Coconut oil has developed a cultlike following in recent years, with proponents touting benefits ranging from body fat reduction to heart disease prevention. Sadly for devotees, the evidence to support these assertions remains rather sparse.
But there is plenty of research to suggest that other plant-based oils have advantages over their animal-derived counterparts, particularly when it comes to heart health. So which is best? While no specific type should be hyped as a panacea, one variety isn’t getting the press it deserves: olive oil.
The case for olive oil continues to grow
Olive oil is a staple fat in the Mediterranean diet, and its previously publicized benefits have largely relied on examining its use by European populations. This information is useful, but looking at olive oil within the context of American diets provides us with stronger data to guide dietary choices here at home.
A recent study published in the Journal of the American College of Cardiology looked at adults in the United States and found that replacing margarine, butter, or mayonnaise with olive oil was associated with reduced cardiovascular disease (CVD) risk. This is particularly notable because Americans tend to consume less olive oil than our European counterparts. In the US, high consumers averaged a little less than one tablespoon of olive oil a day, whereas daily intake in studies examining Mediterranean populations has been as high as three tablespoons.
After taking demographic and lifestyle factors into consideration, those consuming more than half a tablespoon per day had a reduced risk of developing CVD compared to those using olive oil infrequently (less than once per month). Consuming more olive oil was also associated with a decreased likelihood of dying from CVD. Even slight increases in olive oil consumption, like replacing roughly a teaspoon of margarine or butter each day with a similar amount of olive oil, had advantages.
Olive oil was also correlated with a reduction in inflammatory compounds that may contribute to the progression of CVD. Olives contain plant chemicals called polyphenols that may help reduce inflammation. Using virgin olive oil, which is extracted through mechanical rather than chemical means, is thought to offer higher levels of protective plant compounds than refined olive oils. Extra virgin olive oil (EVOO) is a product of the preferred, mechanical processing.
Though we need more research, these polyphenols may also extend benefits to other areas of the body, like the brain. For instance, along with other healthy diet habits like eating leafy greens, primarily using olive oil when cooking has been associated with combating the decline in brain function that happens as we age.
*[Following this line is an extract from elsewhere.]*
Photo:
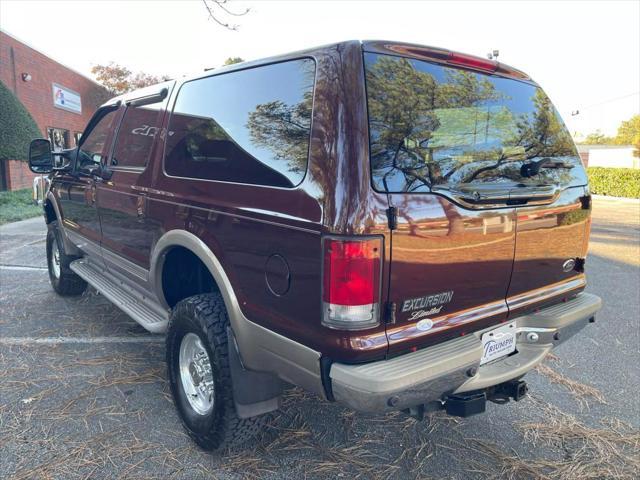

How does coconut oil compare?
Proponents of coconut oil cite the medium-chain fatty acids it contains as a benefit because of the unique way these fats are digested. It’s claimed these fats offer advantages related to weight loss and cholesterol, though these assertions remain controversial. Regardless, lauric acid, the primary fat found in coconut oil, is thought to behave differently from other medium-chain fats, and may not deliver as promised.
In a recently published study in the journal Circulation, which compiled data from a variety of trials, coconut oil did not show benefits related to waist circumference or body fat compared to other plant-based fats. Coconut oil, a tropical plant oil, also did not fare as well as nontropical plant oils, like olive oil, with respect to reducing other cardiac risk factors. In fact, coconut oil increased low-density lipoprotein (LDL) cholesterol, the kind associated with an increased risk of heart disease.
Coconut has been an important fat in a variety of traditional diets in Asia, and is touted to impart health benefits within these communities, including fewer cardiac complications and premature deaths. However, these diets often feature minimally processed coconut products, like coconut flesh, which are also higher in nutrients like fiber. Lifestyle habits in these Asian communities also typically include eating more fruits, vegetables, and fish than in many American diets.
That said, extra virgin coconut oil, which can be purchased in the United States, is arguably less processed, and often refined in a manner similar to EVOO. A recent trial published in BMJ Open looking at extra virgin coconut oil did not show an increase in LDL cholesterol when compared to EVOO during a four-week period. (Both oils performed better than butter.) Unfortunately, there are not enough human studies involving extra virgin coconut oil to support its use as a primary fat in our diets. Nor do we have information about its long-term effects here in the US.
And the winner is… olive oil
The benefits of using nontropical plant-based oils remain very promising, making olive oil a natural choice in the kitchen. Try oil and vinegar on a fresh summer salad, or in place of mayo in potato or tuna salad. Consider a drizzle of olive oil instead of a pat of butter or margarine when cooking vegetables. And keep coconut fat to occasional use, say, to enhance the flavor of a vegetable curry, or as a substitute for butter in baked desserts.